The rescue team, which consists of the stronger countries and the IMF, are damned if they do and damned if they don’t. Instead of banks being insolvent with runs occurring on them as in the 1930s and 2008, we have whole countries being bankrupt, but their paper is held by banks in France and elsewhere, so there is a contagion thing to worry about. If the EU lets default happen, there is a run against all the bonds of all the weaker countries. Their yields rise, and they have to default too, and then that weakens a host of banks and others who hold the paper, and then they demand to be bailed out. If instead they rescue Greece and others, then the rescuing governments have to issue more debt, or else the IMF does too, or else the ECB gets into the act too, and this weakens the stronger countries and drives down the euro. So, either way, there are problems. It appears that the rescue option has been invoked, although tardily and reluctantly. This means that the governments are rescuing the bondholding banks and whoever else holds the Greek paper. That’s the bailout here. This is preferable to the rescuers as compared with an outright default which then starts a contagion via the bond yields rising sharply which induces country bankruptcies and defaults.
The deflation at work here has already happened. It’s that the values of loans held by banks have declined a great deal, and are below the values of their liabilities.
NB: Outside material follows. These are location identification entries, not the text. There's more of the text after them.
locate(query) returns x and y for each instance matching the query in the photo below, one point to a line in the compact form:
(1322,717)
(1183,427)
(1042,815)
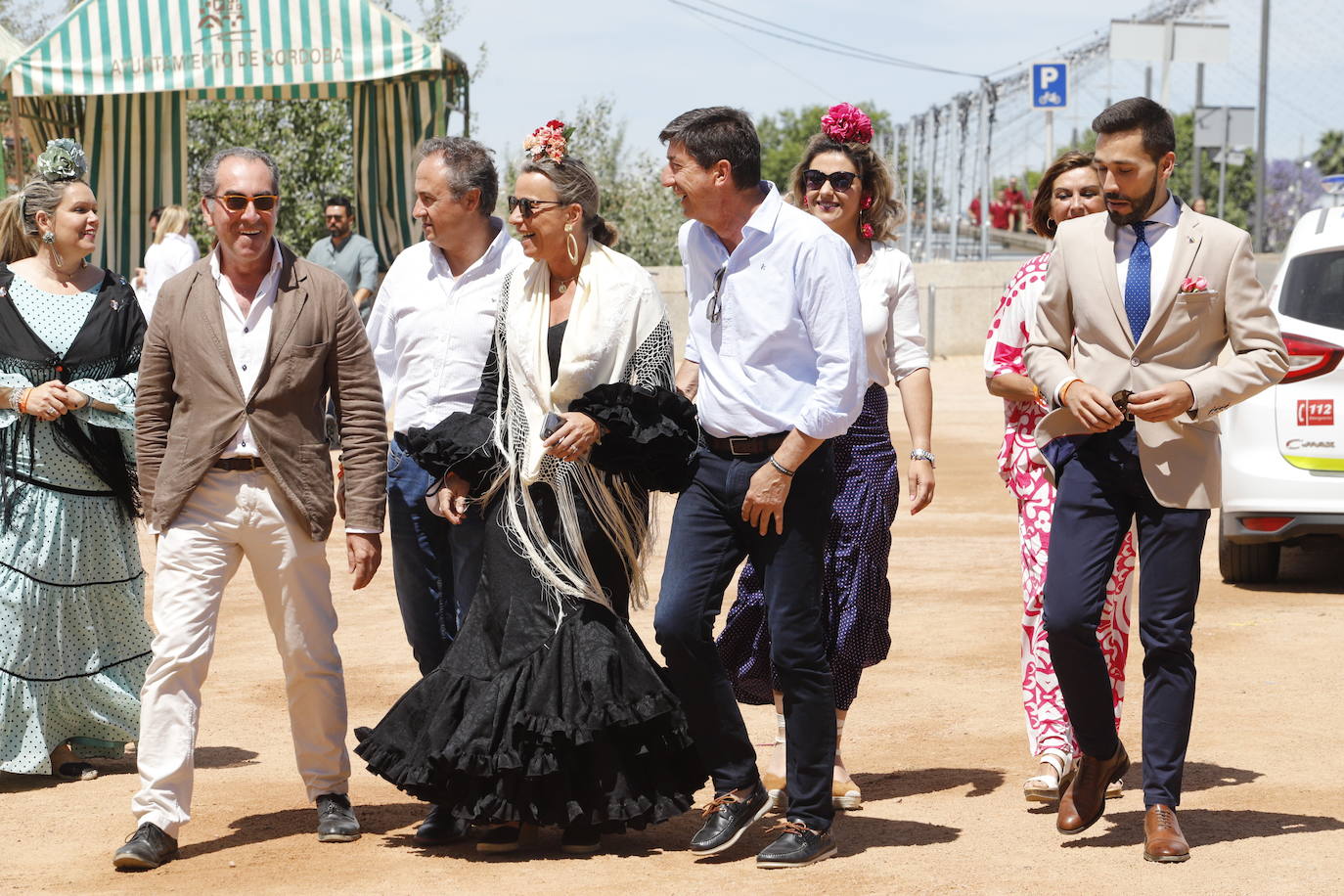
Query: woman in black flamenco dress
(547,709)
The fractional-reserve banking system doesn’t work today and it didn’t work in the 1930s and at other times when depositors demanded cash or gold and the banks couldn’t liquidate assets or gain access to cash flows to pay them. Even with the Fed turning bank loans into cash, the FDIC has to keep closing banks every week because they are way below any regulatory standards of operation.
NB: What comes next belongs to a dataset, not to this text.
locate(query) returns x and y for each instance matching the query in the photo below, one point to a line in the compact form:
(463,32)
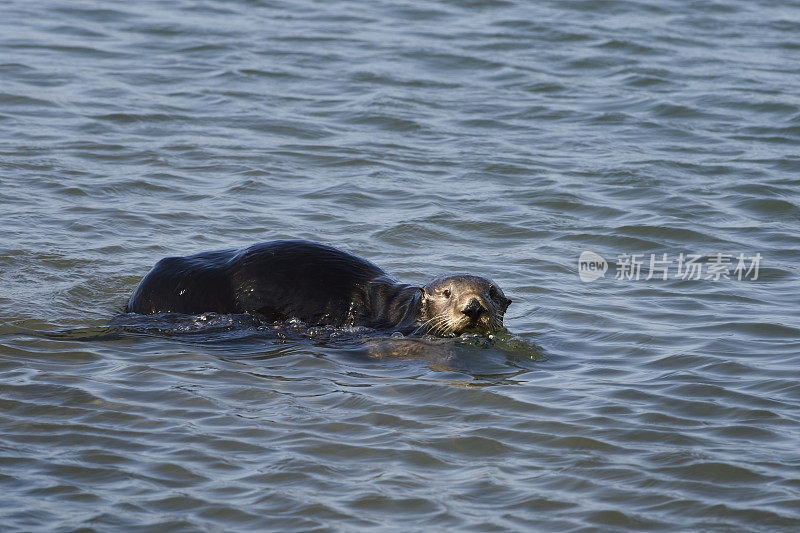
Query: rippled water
(499,137)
Central bank inflation is necessary in this kind of a fiat money-fractional-reserve banking system to prevent the whole system from collapsing due to flight to safety. More money is like a blood transfusion to a patient who is losing blood. But this doesn’t resolve the insolvency in the system. The regulators have what is called “forbearance.” They ignore the insolvency and do not enforce mark to market. They then close the worst banks and hope that the rest make enough money to rebuild their liquidity. Gradually, as the banks use reserves that cost them 0% to invest in U.S. Treasuries at 3.5%, they make some money. The Treasury market stays firm for this reason. The Fed keeps rates low for this reason. The banks build up potential liquidity by holding treasuries. In a few years, they sell these and start making more loans, and price inflation starts appearing. Meanwhile, the economy limps along. This is the muddle-through scenario.
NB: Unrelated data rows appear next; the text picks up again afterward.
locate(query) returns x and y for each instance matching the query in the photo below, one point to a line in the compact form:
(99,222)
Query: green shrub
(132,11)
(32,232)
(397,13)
The boom-bust cycle had to end with a deflationary bust. The central bankers eventually prick bubbles to stop inflation, because if inflation takes hold and interest rates rise, the government finances are doomed. And so, the latest boom-bust cycle did come to an end. Greenspan, toward the end of his reign, and Bernanke caused this bust by restricting money growth. Most people don’t know this. One has only to look at money growth to see this. Look at the very low rates of growth of money between 2005 and 2008. There was a deceleration.